Symptoms of fungal meningitis
During this outbreak, many patients with fungal meningitis had only a few mild symptoms. Most had headache, and some have had fever, nausea, and light sensitivity. Patients and clinicians need to remain vigilant for onset of symptoms because fungal infections can be slow to develop.
If you had an epidural steroid injection since May 21, 2012, and have any of the following symptoms, talk to your doctor as soon as possible.
New or worsening headache |
New weakness or numbness in any part of your body |
Increased pain, redness or swelling at your injection site |
CDC will provide updated guidance as more information becomes available.
What is meningitis?
Meningitis is swelling of the protective membranes, or meninges, covering the brain and spinal cord. The swelling is usually caused by an infection with a bacteria or virus, but meningitis can also be caused by a fungus. Meningitis caused by a fungus is called fungal meningitis. The severity of illness and the treatment for meningitis differ depending on the cause, so knowing the specific cause of meningitis is important.

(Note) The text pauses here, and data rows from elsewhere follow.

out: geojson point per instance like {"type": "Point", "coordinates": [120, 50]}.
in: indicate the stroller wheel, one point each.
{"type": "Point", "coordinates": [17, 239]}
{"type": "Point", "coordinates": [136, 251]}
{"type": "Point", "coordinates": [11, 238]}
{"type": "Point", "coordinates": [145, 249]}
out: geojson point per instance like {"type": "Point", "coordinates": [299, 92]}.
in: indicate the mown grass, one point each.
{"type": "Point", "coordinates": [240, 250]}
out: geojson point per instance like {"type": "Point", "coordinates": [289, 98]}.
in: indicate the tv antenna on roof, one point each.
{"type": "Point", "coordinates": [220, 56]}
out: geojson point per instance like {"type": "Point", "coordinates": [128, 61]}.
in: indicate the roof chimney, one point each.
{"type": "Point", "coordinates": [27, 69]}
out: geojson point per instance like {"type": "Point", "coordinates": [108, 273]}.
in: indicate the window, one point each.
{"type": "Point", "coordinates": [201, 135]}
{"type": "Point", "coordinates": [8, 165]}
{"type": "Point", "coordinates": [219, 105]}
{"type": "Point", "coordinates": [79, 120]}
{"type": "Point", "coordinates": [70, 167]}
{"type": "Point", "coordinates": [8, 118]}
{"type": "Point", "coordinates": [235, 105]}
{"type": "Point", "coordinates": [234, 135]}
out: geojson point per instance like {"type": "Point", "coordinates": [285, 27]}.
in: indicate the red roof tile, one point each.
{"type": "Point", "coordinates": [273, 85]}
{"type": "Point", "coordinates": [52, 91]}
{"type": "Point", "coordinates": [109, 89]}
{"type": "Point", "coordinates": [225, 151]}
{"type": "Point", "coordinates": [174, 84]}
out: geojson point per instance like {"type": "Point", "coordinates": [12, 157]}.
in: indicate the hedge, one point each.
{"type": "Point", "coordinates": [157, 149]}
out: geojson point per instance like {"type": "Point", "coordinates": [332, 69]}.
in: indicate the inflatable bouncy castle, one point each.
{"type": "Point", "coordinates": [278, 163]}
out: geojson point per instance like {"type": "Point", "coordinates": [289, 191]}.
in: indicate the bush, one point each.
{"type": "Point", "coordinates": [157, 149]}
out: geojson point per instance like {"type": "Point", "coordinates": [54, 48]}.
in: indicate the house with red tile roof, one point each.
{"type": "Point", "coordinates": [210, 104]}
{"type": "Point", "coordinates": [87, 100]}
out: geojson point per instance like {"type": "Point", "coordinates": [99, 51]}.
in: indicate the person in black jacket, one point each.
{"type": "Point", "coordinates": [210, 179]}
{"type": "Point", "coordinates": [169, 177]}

What is fungal meningitis?
Fungal meningitis occurs when the protective membranes covering the brain and spinal cord are infected with a fungus. Fungal meningitis is rare and usually caused by the spread of a fungus through blood to the spinal cord.

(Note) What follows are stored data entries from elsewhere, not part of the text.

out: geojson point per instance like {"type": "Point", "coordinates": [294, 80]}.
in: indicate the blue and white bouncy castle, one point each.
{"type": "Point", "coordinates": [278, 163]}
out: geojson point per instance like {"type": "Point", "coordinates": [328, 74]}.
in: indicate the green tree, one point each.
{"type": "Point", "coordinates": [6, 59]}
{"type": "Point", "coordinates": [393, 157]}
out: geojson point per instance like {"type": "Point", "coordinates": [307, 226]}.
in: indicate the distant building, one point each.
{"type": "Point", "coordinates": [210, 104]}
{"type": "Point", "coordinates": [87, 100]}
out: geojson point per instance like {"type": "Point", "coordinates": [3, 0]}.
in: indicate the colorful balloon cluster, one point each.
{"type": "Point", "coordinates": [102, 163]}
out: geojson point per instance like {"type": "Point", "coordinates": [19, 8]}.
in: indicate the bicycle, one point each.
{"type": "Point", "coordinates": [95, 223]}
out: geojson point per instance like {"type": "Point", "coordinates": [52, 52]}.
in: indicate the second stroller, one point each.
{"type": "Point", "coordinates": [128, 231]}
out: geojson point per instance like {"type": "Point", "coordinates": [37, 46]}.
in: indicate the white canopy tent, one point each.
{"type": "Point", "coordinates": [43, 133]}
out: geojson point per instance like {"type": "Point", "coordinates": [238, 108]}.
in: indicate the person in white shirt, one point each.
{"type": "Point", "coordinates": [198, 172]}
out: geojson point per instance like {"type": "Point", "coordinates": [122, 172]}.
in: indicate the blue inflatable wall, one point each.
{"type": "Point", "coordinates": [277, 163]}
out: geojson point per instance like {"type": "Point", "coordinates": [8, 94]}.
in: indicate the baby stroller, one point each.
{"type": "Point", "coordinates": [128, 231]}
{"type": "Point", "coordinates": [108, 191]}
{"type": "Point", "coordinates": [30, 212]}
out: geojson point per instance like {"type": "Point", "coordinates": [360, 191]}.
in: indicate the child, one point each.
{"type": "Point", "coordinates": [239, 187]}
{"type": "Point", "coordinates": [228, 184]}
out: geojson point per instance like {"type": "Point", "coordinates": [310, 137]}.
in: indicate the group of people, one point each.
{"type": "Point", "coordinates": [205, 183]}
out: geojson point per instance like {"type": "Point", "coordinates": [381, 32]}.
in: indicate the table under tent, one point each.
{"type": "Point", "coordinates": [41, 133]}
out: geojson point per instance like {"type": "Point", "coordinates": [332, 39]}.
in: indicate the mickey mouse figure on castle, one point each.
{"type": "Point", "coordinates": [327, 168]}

Is fungal meningitis contagious?
No. Fungal meningitis is not transmitted from person to person. The current outbreak is associated with a potentially contaminated medication that is injected into the body.
Is fungal meningitis common after spinal injections?
Epidural injections are generally very safe procedures, and complications are rare. Fungal meningitis is an extremely rare cause of meningitis overall, including after epidural injections. The type of epidural medication given to patients affected by this outbreak is not the same type of medication as that given to women during childbirth.